Mixed loss-guided modular regression for dependent system reliability

Complex structural systems frequently exhibit multi-source failure interdependencies under coupled multi-physics loading, posing significant challenges for accurate reliability evaluation. Traditional analytical models often overlook such dependencies and physical constraints, leading to biased predictions and limited scalability. To address these challenges, we propose an innovative mixed loss-guided modular regression (ML-MR) framework that seamlessly integrates component-level failure physics and mode-level failure mechanisms into a hierarchical modular architecture. In this method, the multi-component, multi-mode complex problem is first decomposed into several coordinated, physically interpretable sub-problems; moreover, an innovative data-physics mixed loss function embedding physical constraints (i.e., boundaries, monotonicity) guides accurate model training across modular datasets, while a Copula-based dependency model at the system level.
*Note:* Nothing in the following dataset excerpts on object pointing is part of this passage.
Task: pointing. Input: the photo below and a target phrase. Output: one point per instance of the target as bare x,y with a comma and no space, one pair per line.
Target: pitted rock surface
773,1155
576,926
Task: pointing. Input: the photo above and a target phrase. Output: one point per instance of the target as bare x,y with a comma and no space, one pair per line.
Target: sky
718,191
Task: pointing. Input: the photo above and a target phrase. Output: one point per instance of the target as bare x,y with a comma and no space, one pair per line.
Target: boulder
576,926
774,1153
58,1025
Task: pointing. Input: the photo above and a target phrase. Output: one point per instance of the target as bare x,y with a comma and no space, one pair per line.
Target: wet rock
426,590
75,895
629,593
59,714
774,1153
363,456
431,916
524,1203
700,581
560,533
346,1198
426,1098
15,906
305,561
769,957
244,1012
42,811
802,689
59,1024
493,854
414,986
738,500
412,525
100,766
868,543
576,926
An aeroengine blade-disc system is chosen as an engineering case study to validate the proposed method, comparative experiments confirm that the ML-MR significantly outperforms the direct regressions and modular regressions, delivering superior accuracy alongside substantial reductions in computational demands. Unlike existing physics-informed surrogates, ML-MR introduces a hybrid data-physics loss that embeds constraints during training, ensuring interpretable system reliability predictions. By merging modular decomposition and physics-informed learning, this study provides a scalable, interpretable, and physics-consistent solution for system-level reliability evaluation, shedding a light on accurate evaluation for complex high-reliability systems.